The severe attenuation of Tspan2 in aorta and bladder provides a unique opportunity to elucidate TSPAN2 protein function in smooth muscle without the need for engineering complex Cre/loxP mice that restrict loss-of-function of a gene to smooth muscle-containing tissues. Moreover, since the coding sequence of Tspan2 was unadulterated, future genetic rescue studies could be simplified using CRISPR activation [41] to override the regulatory edit in the CArG box. One caveat of this approach, however, relates to mRNA/LncRNA gene pairs where disruption of a shared TFBS could confound interpretation of phenotypes. Accordingly, characterization of the mice reported here will require genetic complementation studies where either the TSPAN2 protein or the Tspan2os LncRNA are reconstituted to better interpret phenotypes. Based on natural genetic variation and in vivo mutagenesis screening in different mouse strains [42], we suspect there will be more examples of single-base edits in a TFBS resulting in attenuated target gene expression in mice.

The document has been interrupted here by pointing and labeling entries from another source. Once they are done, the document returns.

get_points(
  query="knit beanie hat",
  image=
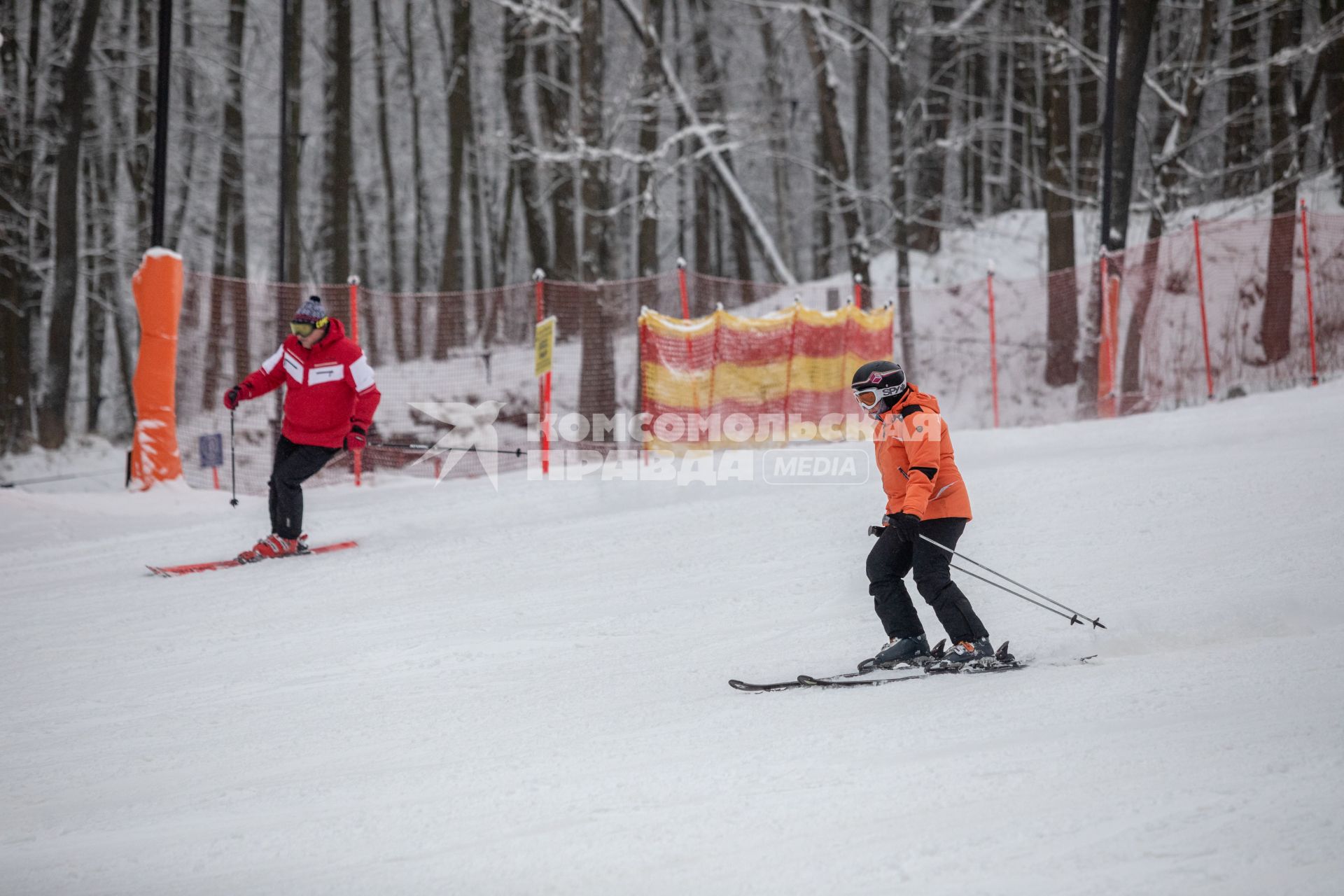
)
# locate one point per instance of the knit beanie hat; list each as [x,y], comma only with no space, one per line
[311,311]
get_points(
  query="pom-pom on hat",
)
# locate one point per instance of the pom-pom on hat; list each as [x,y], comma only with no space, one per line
[311,312]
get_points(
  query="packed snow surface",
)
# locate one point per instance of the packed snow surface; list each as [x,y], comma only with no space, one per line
[526,691]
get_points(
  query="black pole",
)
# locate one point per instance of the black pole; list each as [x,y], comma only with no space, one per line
[284,137]
[233,463]
[1108,127]
[160,187]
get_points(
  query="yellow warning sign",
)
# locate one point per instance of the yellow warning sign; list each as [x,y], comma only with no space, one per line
[545,346]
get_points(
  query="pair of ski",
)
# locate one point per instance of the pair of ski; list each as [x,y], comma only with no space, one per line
[223,564]
[867,675]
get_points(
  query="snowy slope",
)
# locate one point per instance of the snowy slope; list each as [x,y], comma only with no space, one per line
[524,692]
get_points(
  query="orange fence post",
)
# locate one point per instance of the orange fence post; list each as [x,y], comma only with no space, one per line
[686,301]
[993,349]
[545,386]
[1107,351]
[1203,312]
[354,333]
[1310,309]
[158,289]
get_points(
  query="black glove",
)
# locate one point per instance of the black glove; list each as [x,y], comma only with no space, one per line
[905,524]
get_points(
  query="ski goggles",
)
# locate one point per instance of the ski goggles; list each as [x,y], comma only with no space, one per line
[304,328]
[867,397]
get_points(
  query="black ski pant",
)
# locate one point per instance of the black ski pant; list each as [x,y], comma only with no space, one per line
[293,465]
[891,559]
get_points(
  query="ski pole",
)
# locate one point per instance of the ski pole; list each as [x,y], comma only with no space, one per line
[1073,620]
[233,463]
[1096,622]
[414,447]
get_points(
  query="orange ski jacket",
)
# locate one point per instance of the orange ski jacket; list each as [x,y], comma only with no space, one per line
[914,454]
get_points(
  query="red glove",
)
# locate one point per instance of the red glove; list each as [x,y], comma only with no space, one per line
[235,396]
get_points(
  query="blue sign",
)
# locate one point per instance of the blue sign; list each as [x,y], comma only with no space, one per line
[211,450]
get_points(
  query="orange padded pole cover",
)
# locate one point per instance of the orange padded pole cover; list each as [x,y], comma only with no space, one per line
[158,288]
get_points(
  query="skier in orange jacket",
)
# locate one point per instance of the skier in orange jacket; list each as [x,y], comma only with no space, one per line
[926,496]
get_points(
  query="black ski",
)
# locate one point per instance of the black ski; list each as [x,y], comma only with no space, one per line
[864,669]
[1003,662]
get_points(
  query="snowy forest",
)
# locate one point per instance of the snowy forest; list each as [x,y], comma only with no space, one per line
[445,146]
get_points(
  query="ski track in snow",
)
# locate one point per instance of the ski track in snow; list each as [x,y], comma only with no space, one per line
[526,692]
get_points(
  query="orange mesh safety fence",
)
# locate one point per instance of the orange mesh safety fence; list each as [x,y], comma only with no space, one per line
[781,371]
[476,347]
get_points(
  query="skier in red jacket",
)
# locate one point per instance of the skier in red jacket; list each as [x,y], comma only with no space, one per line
[330,403]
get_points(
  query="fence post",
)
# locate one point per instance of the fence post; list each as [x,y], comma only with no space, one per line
[545,386]
[788,371]
[1310,309]
[353,281]
[993,347]
[1203,312]
[1107,351]
[686,301]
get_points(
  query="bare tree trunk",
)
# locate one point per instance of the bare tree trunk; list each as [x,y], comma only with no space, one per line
[554,102]
[1277,320]
[385,156]
[933,155]
[714,112]
[1332,73]
[390,207]
[517,35]
[1089,106]
[339,169]
[597,384]
[778,136]
[651,111]
[140,153]
[1167,172]
[823,203]
[230,254]
[1243,99]
[1062,311]
[898,38]
[186,148]
[457,67]
[290,155]
[51,412]
[836,158]
[96,318]
[1136,30]
[17,152]
[407,348]
[742,204]
[862,14]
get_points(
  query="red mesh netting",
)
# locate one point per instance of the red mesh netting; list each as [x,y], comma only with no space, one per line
[477,347]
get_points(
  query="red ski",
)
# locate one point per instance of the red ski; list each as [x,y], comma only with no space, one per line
[223,564]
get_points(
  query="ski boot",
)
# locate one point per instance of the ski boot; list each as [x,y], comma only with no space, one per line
[272,546]
[965,653]
[904,652]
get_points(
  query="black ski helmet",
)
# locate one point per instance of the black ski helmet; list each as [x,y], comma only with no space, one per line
[885,381]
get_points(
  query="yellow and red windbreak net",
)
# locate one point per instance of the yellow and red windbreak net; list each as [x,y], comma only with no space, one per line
[792,365]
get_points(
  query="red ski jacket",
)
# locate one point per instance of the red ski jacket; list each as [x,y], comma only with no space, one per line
[330,387]
[914,454]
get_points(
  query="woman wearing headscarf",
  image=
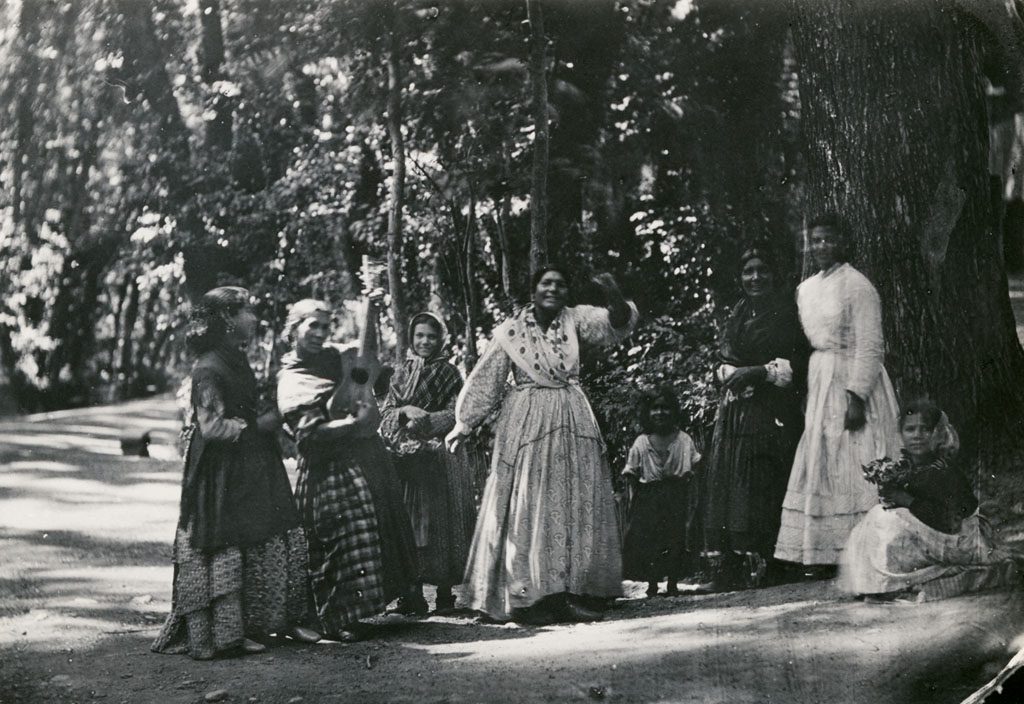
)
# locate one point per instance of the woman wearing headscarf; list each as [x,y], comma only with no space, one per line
[416,415]
[850,418]
[361,553]
[240,555]
[926,538]
[547,535]
[762,364]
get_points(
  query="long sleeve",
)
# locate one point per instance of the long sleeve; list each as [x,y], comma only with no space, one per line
[634,462]
[213,424]
[865,328]
[440,422]
[594,327]
[484,389]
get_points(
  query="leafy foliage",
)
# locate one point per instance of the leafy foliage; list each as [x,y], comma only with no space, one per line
[120,201]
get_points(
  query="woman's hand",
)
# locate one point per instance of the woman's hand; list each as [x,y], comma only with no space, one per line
[268,422]
[458,435]
[744,377]
[896,498]
[855,416]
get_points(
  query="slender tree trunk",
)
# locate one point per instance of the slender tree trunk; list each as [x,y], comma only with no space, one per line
[397,191]
[218,129]
[539,179]
[894,116]
[472,295]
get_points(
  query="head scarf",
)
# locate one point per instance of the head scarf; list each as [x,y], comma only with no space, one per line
[408,377]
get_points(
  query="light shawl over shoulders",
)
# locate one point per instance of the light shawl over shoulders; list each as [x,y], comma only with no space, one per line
[842,312]
[547,523]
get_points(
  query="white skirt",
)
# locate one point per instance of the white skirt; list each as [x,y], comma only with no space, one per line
[827,493]
[892,551]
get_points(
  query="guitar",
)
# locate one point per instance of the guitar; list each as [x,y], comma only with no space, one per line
[356,388]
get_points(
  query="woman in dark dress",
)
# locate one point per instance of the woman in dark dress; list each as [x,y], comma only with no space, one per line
[762,357]
[240,556]
[361,552]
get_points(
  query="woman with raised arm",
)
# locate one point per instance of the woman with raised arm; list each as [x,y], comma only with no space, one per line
[546,545]
[850,416]
[240,555]
[361,553]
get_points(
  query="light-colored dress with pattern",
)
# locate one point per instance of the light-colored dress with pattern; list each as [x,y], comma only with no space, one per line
[547,523]
[826,495]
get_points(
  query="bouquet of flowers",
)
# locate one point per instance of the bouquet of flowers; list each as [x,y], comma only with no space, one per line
[888,474]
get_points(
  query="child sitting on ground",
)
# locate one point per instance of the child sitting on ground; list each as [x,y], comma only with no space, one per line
[659,472]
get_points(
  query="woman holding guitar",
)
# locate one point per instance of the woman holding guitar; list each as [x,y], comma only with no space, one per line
[361,551]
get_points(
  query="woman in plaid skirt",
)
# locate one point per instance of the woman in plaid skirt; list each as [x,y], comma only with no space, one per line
[240,555]
[361,552]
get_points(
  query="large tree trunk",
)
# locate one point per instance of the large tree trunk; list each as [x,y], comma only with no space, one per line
[539,178]
[397,191]
[894,115]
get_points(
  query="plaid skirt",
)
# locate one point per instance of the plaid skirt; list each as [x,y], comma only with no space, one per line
[221,598]
[361,554]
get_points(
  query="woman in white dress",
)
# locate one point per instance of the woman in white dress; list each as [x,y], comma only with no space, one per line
[850,418]
[547,535]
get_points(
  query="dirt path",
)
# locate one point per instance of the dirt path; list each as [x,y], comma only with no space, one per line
[85,581]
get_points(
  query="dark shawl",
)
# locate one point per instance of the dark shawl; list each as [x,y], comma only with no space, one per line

The near loss in expression of Tspan2 in smooth muscle tissues with a single-base pair edit of the CArG box was unexpected given the heterogeneity of SRF-binding CArG boxes across the genome [37]. This suggests that some substitutions across the CArG box are intolerant for SRF binding. Interestingly, despite the abundant expression of SRF in brain [43] and heart [44], the CArG box mutants generated here had little effect on expression of Tspan2 in these tissues. This would imply that separable TFBS recognized by distinct transcription factors drive expression of Tspan2 in heart and brain. Future studies could determine whether subtle editing of targeted TFBS around the Tspan2 locus confer selective loss of expression in brain or heart.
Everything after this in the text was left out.